Yes, Helene is fully right in decribing these difficulties. When I wrote the Parobuch “Prachtguramis” together with Martin Hallmann, we quarreled a lot about the question which fish Dr. Walter Foersch had got by Dietrich Schaller, who caught them for him after having visited Dr. Alfred, at that time (1975) head of the Raffles museum in Singapore. I had myself seen these fish in Dr. Foersch’s fishroom, indeed I had got some pairs of his offspring from him for myself, my first Paros. We all called them “deissneri” at that time, but nearly forty years later writing that book it was entirely clear: they had certainly not been deissneri but something between rubrimontis, alfredi and tweedie. I voted for tweediei although the fish showed more blue than the purely red we knew at that time from the typical tweediei. Martin voted for a mix between rubrimontis and alfredi, and in the end we decided for that spec. Kota Tinggi. It was Allan Brown who had given us fish that he had caught in the Kota Tinggi-region, and indeed, they resembled most the pictures left showing the offspring of Foersch’s fish.
But what does that mean for the question alfredi-tweedei-rubrimontis? I tell you what: Dr. Kottelat, who did the scientific descriptions of these three species only lately, in 2005, decided from dead museum specimens to distinguish these three species. It’s the same problem we know from ornithology: The old science of the birds was a pure museum-science. People shot the birds and then science began: measuring, weighting, describing the bodies and so on. We can thank god that this has ended by the protest of many laymen in the late 19. century! But in our fish, we still have that museum-taxonomy. That is the problem. As long as an outdated method of describing new small fish defines the species, we are often incapable of to determine rightly our living fish that has not been assigned with undoubtedly true a location.
The question remains open whether the fish we call spec. Kota Tinggi and which has come the uncertain ways of the trade is a fish more akin to alfredi or more akin to something else. If the location would be clear this would point to the nearness of alfredi, and that strengthens the position of Martin’s. But we do not know anything about locations in this case and the original locations are anyhow destroyed nowadays; we can be happy if we still find Paros somewhere near to them.

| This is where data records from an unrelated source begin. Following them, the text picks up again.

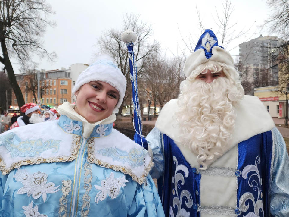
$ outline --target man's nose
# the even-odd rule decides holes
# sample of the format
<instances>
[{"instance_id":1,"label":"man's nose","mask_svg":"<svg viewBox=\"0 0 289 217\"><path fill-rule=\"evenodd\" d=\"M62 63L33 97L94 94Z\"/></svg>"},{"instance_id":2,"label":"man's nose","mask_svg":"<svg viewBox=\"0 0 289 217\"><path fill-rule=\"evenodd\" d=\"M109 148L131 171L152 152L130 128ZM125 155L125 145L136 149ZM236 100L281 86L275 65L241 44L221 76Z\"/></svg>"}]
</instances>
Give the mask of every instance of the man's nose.
<instances>
[{"instance_id":1,"label":"man's nose","mask_svg":"<svg viewBox=\"0 0 289 217\"><path fill-rule=\"evenodd\" d=\"M96 98L101 102L105 103L106 99L106 93L105 91L102 91L98 92L97 93Z\"/></svg>"}]
</instances>

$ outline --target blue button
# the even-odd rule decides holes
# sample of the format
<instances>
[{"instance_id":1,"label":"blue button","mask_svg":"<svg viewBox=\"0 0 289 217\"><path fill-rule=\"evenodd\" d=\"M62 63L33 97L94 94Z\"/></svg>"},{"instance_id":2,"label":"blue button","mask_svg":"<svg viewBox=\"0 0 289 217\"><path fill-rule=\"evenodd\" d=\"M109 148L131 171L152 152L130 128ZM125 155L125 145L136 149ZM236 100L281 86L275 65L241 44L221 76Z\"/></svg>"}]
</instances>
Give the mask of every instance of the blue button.
<instances>
[{"instance_id":1,"label":"blue button","mask_svg":"<svg viewBox=\"0 0 289 217\"><path fill-rule=\"evenodd\" d=\"M239 208L237 208L235 210L235 213L236 214L237 214L238 215L239 215L241 214L241 210L240 210L240 209Z\"/></svg>"},{"instance_id":2,"label":"blue button","mask_svg":"<svg viewBox=\"0 0 289 217\"><path fill-rule=\"evenodd\" d=\"M239 177L241 175L241 172L240 170L237 170L235 171L235 175L237 177Z\"/></svg>"}]
</instances>

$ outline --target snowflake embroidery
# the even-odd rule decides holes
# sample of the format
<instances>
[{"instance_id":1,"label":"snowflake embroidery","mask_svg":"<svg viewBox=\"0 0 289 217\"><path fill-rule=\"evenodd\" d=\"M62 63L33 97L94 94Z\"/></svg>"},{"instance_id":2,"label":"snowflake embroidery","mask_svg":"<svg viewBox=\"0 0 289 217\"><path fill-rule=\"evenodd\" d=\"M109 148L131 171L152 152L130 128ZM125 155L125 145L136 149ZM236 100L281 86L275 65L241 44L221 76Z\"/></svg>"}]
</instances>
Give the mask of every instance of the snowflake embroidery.
<instances>
[{"instance_id":1,"label":"snowflake embroidery","mask_svg":"<svg viewBox=\"0 0 289 217\"><path fill-rule=\"evenodd\" d=\"M25 169L19 169L13 176L17 181L21 182L24 185L18 190L17 193L22 194L27 193L29 197L32 195L34 199L39 198L41 195L43 201L45 202L47 198L47 193L52 193L58 191L57 189L59 187L55 187L53 182L47 182L48 175L41 172L37 172L33 174L30 174Z\"/></svg>"},{"instance_id":2,"label":"snowflake embroidery","mask_svg":"<svg viewBox=\"0 0 289 217\"><path fill-rule=\"evenodd\" d=\"M99 126L96 129L96 132L100 134L101 137L103 137L105 135L105 131L108 128L108 127L106 127L104 128L103 124L100 124L99 125Z\"/></svg>"},{"instance_id":3,"label":"snowflake embroidery","mask_svg":"<svg viewBox=\"0 0 289 217\"><path fill-rule=\"evenodd\" d=\"M23 212L25 216L27 217L47 217L45 215L40 214L38 212L38 207L37 205L35 205L34 208L33 207L33 204L32 201L27 206L22 207L22 209L25 210Z\"/></svg>"},{"instance_id":4,"label":"snowflake embroidery","mask_svg":"<svg viewBox=\"0 0 289 217\"><path fill-rule=\"evenodd\" d=\"M107 177L106 180L101 180L101 186L95 185L95 188L100 191L96 195L95 202L98 203L100 200L102 201L105 199L107 194L112 199L116 197L120 193L120 188L125 186L126 184L124 183L129 181L125 178L124 175L115 179L113 173L112 172L109 178Z\"/></svg>"},{"instance_id":5,"label":"snowflake embroidery","mask_svg":"<svg viewBox=\"0 0 289 217\"><path fill-rule=\"evenodd\" d=\"M77 131L80 129L80 126L78 124L76 124L75 125L73 125L72 123L72 121L70 122L70 125L68 124L64 125L64 129L65 129L65 131L68 133L71 133L73 131Z\"/></svg>"}]
</instances>

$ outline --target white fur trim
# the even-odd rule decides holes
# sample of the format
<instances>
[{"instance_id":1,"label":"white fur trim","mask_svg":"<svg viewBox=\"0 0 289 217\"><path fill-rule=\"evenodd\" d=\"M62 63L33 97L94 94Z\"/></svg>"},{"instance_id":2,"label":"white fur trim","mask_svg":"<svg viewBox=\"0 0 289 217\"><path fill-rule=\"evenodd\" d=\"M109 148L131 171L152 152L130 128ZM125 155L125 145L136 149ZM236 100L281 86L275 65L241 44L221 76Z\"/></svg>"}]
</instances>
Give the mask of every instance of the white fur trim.
<instances>
[{"instance_id":1,"label":"white fur trim","mask_svg":"<svg viewBox=\"0 0 289 217\"><path fill-rule=\"evenodd\" d=\"M17 118L17 123L18 124L18 125L19 127L26 125L25 123L24 123L24 121L22 120L22 118L23 118L23 116L20 116L20 117L18 117L18 118Z\"/></svg>"},{"instance_id":2,"label":"white fur trim","mask_svg":"<svg viewBox=\"0 0 289 217\"><path fill-rule=\"evenodd\" d=\"M177 99L172 99L163 108L156 122L155 127L162 133L175 140L180 129L174 127L173 116L178 108ZM258 97L245 95L236 108L237 117L232 138L224 149L224 153L230 150L239 143L247 140L257 134L271 130L275 126L274 122L264 105ZM197 155L188 147L177 144L186 160L192 167L199 168ZM217 159L206 161L209 166Z\"/></svg>"},{"instance_id":3,"label":"white fur trim","mask_svg":"<svg viewBox=\"0 0 289 217\"><path fill-rule=\"evenodd\" d=\"M34 106L33 107L32 107L32 108L30 108L29 109L26 110L26 111L25 112L25 114L26 115L27 115L29 113L31 113L31 112L33 112L35 111L36 111L36 110L40 110L40 108L39 108L39 106L38 105Z\"/></svg>"},{"instance_id":4,"label":"white fur trim","mask_svg":"<svg viewBox=\"0 0 289 217\"><path fill-rule=\"evenodd\" d=\"M184 71L186 77L189 77L197 66L210 60L234 67L234 61L232 57L224 49L218 46L215 46L212 49L212 52L213 55L209 59L207 59L206 57L204 51L202 49L198 49L190 55L186 60L184 67ZM237 80L239 79L239 74L235 70L230 72L232 74L229 76L234 80ZM226 75L228 77L228 75Z\"/></svg>"},{"instance_id":5,"label":"white fur trim","mask_svg":"<svg viewBox=\"0 0 289 217\"><path fill-rule=\"evenodd\" d=\"M107 83L118 91L120 98L115 106L120 106L126 93L126 80L120 70L107 56L99 57L96 62L81 73L75 82L72 90L74 94L82 85L92 81L99 81Z\"/></svg>"},{"instance_id":6,"label":"white fur trim","mask_svg":"<svg viewBox=\"0 0 289 217\"><path fill-rule=\"evenodd\" d=\"M236 170L238 159L238 146L236 146L212 164L210 167ZM237 178L236 176L202 174L200 185L201 206L236 207Z\"/></svg>"},{"instance_id":7,"label":"white fur trim","mask_svg":"<svg viewBox=\"0 0 289 217\"><path fill-rule=\"evenodd\" d=\"M136 34L130 29L126 30L120 35L120 40L126 43L133 43L137 38Z\"/></svg>"}]
</instances>

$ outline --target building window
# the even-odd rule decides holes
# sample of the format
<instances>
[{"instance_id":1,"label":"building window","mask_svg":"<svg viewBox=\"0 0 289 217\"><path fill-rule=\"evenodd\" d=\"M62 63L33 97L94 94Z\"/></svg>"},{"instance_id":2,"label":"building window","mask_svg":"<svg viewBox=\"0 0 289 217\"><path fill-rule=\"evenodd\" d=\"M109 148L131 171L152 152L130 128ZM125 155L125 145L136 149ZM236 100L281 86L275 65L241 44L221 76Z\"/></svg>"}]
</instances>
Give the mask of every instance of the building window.
<instances>
[{"instance_id":1,"label":"building window","mask_svg":"<svg viewBox=\"0 0 289 217\"><path fill-rule=\"evenodd\" d=\"M62 80L60 81L60 85L67 85L68 82L67 80Z\"/></svg>"},{"instance_id":2,"label":"building window","mask_svg":"<svg viewBox=\"0 0 289 217\"><path fill-rule=\"evenodd\" d=\"M61 89L60 94L67 94L67 89Z\"/></svg>"},{"instance_id":3,"label":"building window","mask_svg":"<svg viewBox=\"0 0 289 217\"><path fill-rule=\"evenodd\" d=\"M63 103L64 102L67 102L67 99L65 98L60 99L60 103Z\"/></svg>"}]
</instances>

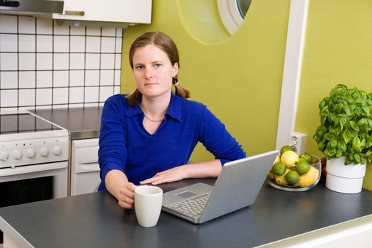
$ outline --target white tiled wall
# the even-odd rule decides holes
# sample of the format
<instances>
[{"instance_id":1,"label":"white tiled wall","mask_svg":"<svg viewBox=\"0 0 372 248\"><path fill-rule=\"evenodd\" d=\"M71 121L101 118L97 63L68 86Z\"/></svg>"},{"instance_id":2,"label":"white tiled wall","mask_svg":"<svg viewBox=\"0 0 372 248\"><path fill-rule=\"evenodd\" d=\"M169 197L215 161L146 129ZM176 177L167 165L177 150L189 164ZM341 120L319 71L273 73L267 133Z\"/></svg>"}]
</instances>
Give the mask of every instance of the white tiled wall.
<instances>
[{"instance_id":1,"label":"white tiled wall","mask_svg":"<svg viewBox=\"0 0 372 248\"><path fill-rule=\"evenodd\" d=\"M0 15L0 111L103 105L120 91L120 28Z\"/></svg>"}]
</instances>

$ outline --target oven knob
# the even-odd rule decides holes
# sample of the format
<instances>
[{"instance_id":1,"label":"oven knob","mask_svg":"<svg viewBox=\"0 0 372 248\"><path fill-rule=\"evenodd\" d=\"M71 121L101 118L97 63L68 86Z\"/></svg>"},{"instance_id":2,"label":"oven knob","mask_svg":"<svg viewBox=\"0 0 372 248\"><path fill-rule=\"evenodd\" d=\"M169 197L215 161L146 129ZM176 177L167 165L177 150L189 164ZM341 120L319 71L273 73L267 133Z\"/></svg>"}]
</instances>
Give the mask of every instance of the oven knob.
<instances>
[{"instance_id":1,"label":"oven knob","mask_svg":"<svg viewBox=\"0 0 372 248\"><path fill-rule=\"evenodd\" d=\"M36 151L33 148L29 148L26 152L27 157L29 159L33 159L36 156Z\"/></svg>"},{"instance_id":2,"label":"oven knob","mask_svg":"<svg viewBox=\"0 0 372 248\"><path fill-rule=\"evenodd\" d=\"M6 152L6 151L0 152L0 160L6 161L9 157L9 154L8 154L8 152Z\"/></svg>"},{"instance_id":3,"label":"oven knob","mask_svg":"<svg viewBox=\"0 0 372 248\"><path fill-rule=\"evenodd\" d=\"M13 151L11 156L14 159L21 159L21 158L22 157L22 152L19 149L15 150L14 151Z\"/></svg>"},{"instance_id":4,"label":"oven knob","mask_svg":"<svg viewBox=\"0 0 372 248\"><path fill-rule=\"evenodd\" d=\"M47 155L49 154L49 150L47 150L47 147L41 147L39 152L40 153L41 157L47 157Z\"/></svg>"},{"instance_id":5,"label":"oven knob","mask_svg":"<svg viewBox=\"0 0 372 248\"><path fill-rule=\"evenodd\" d=\"M60 146L59 146L59 145L56 145L52 150L52 152L53 152L53 154L55 154L56 156L59 156L62 153L62 147Z\"/></svg>"}]
</instances>

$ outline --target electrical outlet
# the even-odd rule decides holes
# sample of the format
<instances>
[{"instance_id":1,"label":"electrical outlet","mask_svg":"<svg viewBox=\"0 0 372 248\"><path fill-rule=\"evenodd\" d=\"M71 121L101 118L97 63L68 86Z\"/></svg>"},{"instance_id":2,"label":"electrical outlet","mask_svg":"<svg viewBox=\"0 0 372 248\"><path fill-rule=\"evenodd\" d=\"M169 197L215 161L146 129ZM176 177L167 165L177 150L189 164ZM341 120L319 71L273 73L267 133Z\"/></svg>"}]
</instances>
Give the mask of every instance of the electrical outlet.
<instances>
[{"instance_id":1,"label":"electrical outlet","mask_svg":"<svg viewBox=\"0 0 372 248\"><path fill-rule=\"evenodd\" d=\"M295 148L295 152L300 155L306 152L306 141L308 135L298 132L291 133L289 144Z\"/></svg>"}]
</instances>

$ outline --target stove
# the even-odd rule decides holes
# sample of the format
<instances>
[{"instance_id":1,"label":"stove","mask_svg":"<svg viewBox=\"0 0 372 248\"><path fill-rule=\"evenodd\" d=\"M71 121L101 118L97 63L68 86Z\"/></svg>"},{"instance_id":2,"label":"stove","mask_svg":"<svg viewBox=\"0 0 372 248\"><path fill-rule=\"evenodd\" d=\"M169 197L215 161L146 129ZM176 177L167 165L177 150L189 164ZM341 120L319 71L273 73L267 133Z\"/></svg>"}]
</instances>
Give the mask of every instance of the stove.
<instances>
[{"instance_id":1,"label":"stove","mask_svg":"<svg viewBox=\"0 0 372 248\"><path fill-rule=\"evenodd\" d=\"M0 169L68 160L67 130L28 112L0 114Z\"/></svg>"}]
</instances>

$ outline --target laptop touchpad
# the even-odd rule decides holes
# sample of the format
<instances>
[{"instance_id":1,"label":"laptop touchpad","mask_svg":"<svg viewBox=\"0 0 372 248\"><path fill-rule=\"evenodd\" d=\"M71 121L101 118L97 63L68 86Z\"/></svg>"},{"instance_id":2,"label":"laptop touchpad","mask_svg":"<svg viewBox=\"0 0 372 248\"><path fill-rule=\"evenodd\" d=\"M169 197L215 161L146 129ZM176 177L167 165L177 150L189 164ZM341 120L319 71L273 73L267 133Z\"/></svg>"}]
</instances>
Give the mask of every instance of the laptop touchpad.
<instances>
[{"instance_id":1,"label":"laptop touchpad","mask_svg":"<svg viewBox=\"0 0 372 248\"><path fill-rule=\"evenodd\" d=\"M190 197L193 197L193 196L197 196L197 194L196 194L193 192L187 191L183 191L183 192L180 192L179 193L176 193L176 196L180 196L180 197L182 197L182 198L190 198Z\"/></svg>"}]
</instances>

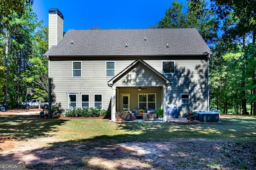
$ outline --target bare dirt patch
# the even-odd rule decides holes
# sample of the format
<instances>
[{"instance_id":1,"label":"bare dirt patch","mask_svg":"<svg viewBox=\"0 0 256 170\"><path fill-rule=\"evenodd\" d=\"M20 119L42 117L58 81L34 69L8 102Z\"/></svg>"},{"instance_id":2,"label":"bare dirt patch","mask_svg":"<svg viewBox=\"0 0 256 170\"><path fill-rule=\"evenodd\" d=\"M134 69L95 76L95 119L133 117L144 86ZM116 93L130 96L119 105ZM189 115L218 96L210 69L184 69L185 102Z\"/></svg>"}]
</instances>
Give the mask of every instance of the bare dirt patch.
<instances>
[{"instance_id":1,"label":"bare dirt patch","mask_svg":"<svg viewBox=\"0 0 256 170\"><path fill-rule=\"evenodd\" d=\"M40 111L42 110L42 109L38 109L37 108L29 108L27 109L26 111L26 108L16 108L16 109L9 109L5 111L0 111L0 114L4 113L25 113L25 112L30 112L32 111L38 111L39 113Z\"/></svg>"},{"instance_id":2,"label":"bare dirt patch","mask_svg":"<svg viewBox=\"0 0 256 170\"><path fill-rule=\"evenodd\" d=\"M26 161L28 169L253 170L256 144L201 139L98 146L49 137L16 143L0 160Z\"/></svg>"}]
</instances>

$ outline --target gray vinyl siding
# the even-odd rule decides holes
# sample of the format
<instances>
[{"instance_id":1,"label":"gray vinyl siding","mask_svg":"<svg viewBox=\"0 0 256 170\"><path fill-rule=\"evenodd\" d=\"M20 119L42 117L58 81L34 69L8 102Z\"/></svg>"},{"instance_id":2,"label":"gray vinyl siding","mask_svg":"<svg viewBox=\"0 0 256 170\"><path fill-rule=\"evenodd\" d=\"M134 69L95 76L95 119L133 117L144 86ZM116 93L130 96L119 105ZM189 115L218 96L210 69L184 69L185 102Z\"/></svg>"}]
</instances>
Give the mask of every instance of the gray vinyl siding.
<instances>
[{"instance_id":1,"label":"gray vinyl siding","mask_svg":"<svg viewBox=\"0 0 256 170\"><path fill-rule=\"evenodd\" d=\"M112 96L112 90L111 87L108 86L107 82L112 78L106 76L106 61L115 61L115 73L116 75L137 59L135 58L134 60L113 60L110 58L106 60L82 61L82 77L72 77L72 61L51 61L50 77L52 78L52 84L54 87L53 92L55 97L55 103L53 104L52 106L59 105L64 109L67 109L68 107L68 96L67 93L81 93L81 94L77 95L77 107L81 107L82 94L90 95L89 106L93 107L94 94L101 94L102 95L102 109L108 109ZM185 112L188 107L194 110L207 110L206 61L205 60L200 59L176 59L170 60L175 61L175 73L163 74L172 81L172 85L168 89L168 104L174 104L178 106L180 115ZM144 61L162 73L162 60L144 60ZM147 84L146 82L145 84L144 81L149 78L152 75L146 73L144 76L147 75L148 76L144 77L143 81L139 82L138 83L138 82L132 82L129 85L127 85L126 83L126 84L121 83L125 82L127 80L127 76L124 76L122 80L118 81L115 86L150 86L150 84ZM153 77L152 80L159 79L156 76ZM150 84L150 85L152 84ZM125 92L122 92L129 93ZM189 94L189 105L181 104L181 94ZM137 96L136 98L136 100L138 100ZM158 107L160 104L158 101L157 102Z\"/></svg>"}]
</instances>

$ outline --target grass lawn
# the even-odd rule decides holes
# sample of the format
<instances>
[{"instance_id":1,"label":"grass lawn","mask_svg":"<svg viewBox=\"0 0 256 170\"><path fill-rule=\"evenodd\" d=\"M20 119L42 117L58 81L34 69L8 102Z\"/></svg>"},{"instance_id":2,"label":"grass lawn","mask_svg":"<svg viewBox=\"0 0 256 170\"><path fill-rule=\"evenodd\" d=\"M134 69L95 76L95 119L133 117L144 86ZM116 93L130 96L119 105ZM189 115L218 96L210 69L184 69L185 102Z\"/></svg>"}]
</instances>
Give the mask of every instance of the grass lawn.
<instances>
[{"instance_id":1,"label":"grass lawn","mask_svg":"<svg viewBox=\"0 0 256 170\"><path fill-rule=\"evenodd\" d=\"M256 166L255 116L222 115L223 123L218 124L106 120L0 116L0 160L24 161L32 169L253 170Z\"/></svg>"},{"instance_id":2,"label":"grass lawn","mask_svg":"<svg viewBox=\"0 0 256 170\"><path fill-rule=\"evenodd\" d=\"M43 119L34 116L0 117L2 137L21 139L54 137L65 141L95 143L204 138L254 140L256 117L222 115L222 124L105 122L101 119Z\"/></svg>"}]
</instances>

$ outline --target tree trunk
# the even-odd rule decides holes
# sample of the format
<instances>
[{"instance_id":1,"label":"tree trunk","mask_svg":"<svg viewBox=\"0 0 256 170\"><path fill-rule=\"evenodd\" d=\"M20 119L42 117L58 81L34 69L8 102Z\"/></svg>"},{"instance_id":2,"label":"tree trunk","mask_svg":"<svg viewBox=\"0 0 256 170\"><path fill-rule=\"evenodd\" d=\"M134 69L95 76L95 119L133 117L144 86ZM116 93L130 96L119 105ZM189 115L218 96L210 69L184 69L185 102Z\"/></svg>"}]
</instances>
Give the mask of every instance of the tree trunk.
<instances>
[{"instance_id":1,"label":"tree trunk","mask_svg":"<svg viewBox=\"0 0 256 170\"><path fill-rule=\"evenodd\" d=\"M255 44L255 41L256 41L256 30L253 31L253 35L252 35L252 44ZM252 82L253 82L253 85L256 85L256 80L255 80L255 71L254 69L252 69ZM252 89L252 95L253 96L256 95L256 88L254 87ZM256 115L256 102L254 101L253 102L253 114Z\"/></svg>"},{"instance_id":2,"label":"tree trunk","mask_svg":"<svg viewBox=\"0 0 256 170\"><path fill-rule=\"evenodd\" d=\"M245 35L243 36L243 49L244 50L245 49L246 41L245 41ZM245 81L244 80L244 65L242 68L242 80L241 82L241 87L242 89L244 89L245 87ZM241 92L241 96L242 96L242 115L247 115L247 109L246 109L246 92L244 90L242 90Z\"/></svg>"},{"instance_id":3,"label":"tree trunk","mask_svg":"<svg viewBox=\"0 0 256 170\"><path fill-rule=\"evenodd\" d=\"M6 36L6 45L5 45L5 64L6 67L5 70L5 88L4 89L4 107L5 108L6 110L7 109L7 90L8 83L8 51L9 51L9 43L10 41L10 35L9 31L6 30L5 32Z\"/></svg>"},{"instance_id":4,"label":"tree trunk","mask_svg":"<svg viewBox=\"0 0 256 170\"><path fill-rule=\"evenodd\" d=\"M20 71L19 68L20 65L19 64L19 59L20 57L20 55L19 55L19 53L17 52L16 54L16 76L17 77L17 104L16 104L16 107L17 108L20 108L19 106L19 103L20 102L20 95L19 92L20 91Z\"/></svg>"}]
</instances>

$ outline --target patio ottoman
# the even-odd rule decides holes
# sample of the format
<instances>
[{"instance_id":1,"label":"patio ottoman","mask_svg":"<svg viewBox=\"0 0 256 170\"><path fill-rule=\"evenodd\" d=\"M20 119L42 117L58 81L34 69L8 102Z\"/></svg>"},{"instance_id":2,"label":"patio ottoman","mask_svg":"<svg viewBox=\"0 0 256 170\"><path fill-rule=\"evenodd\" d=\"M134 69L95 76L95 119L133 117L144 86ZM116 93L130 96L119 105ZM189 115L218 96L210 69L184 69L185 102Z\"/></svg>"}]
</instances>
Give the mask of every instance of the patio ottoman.
<instances>
[{"instance_id":1,"label":"patio ottoman","mask_svg":"<svg viewBox=\"0 0 256 170\"><path fill-rule=\"evenodd\" d=\"M156 112L150 111L143 113L143 120L146 121L156 120Z\"/></svg>"},{"instance_id":2,"label":"patio ottoman","mask_svg":"<svg viewBox=\"0 0 256 170\"><path fill-rule=\"evenodd\" d=\"M128 111L125 111L123 116L123 120L136 120L136 113L130 113Z\"/></svg>"}]
</instances>

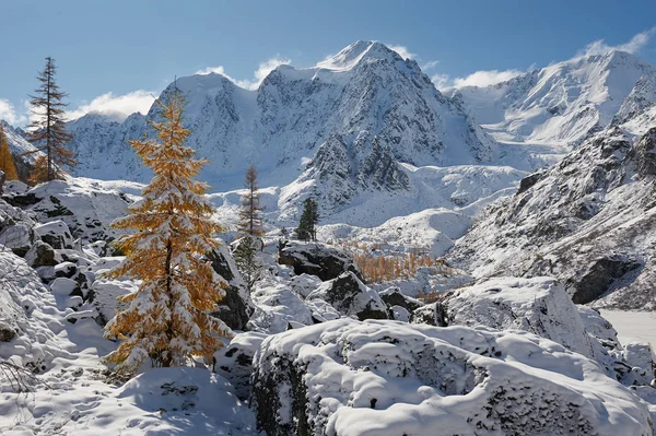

The catchers of these fish here in question must have used such unknown new locations. But the real problem is that the hitherto scientific knowledge forces us to decide between those three species, what in truth is probably an intermediate form not decribed scientifically.
My conclusion is threefold: 1. We have nice fish and are happy that they still can be found, although nearly all great traditional locations around are destroyed for ever; 2. In this case the determination spec. Kota Tinggi is the most likely one, but to call this cf. alfredi is an open question; and 3. We need new methods of taxonomy, definitely including genetic methods. From all we know from this research up to now, the genetic differences between alfredi, rubrimontis and tweedie are so small that a genetic researcher would not have splitted these three into fully developed species. They may represent developing species, but nowadays the economic destruction of the Malayan countryside puts for ever an end to this development.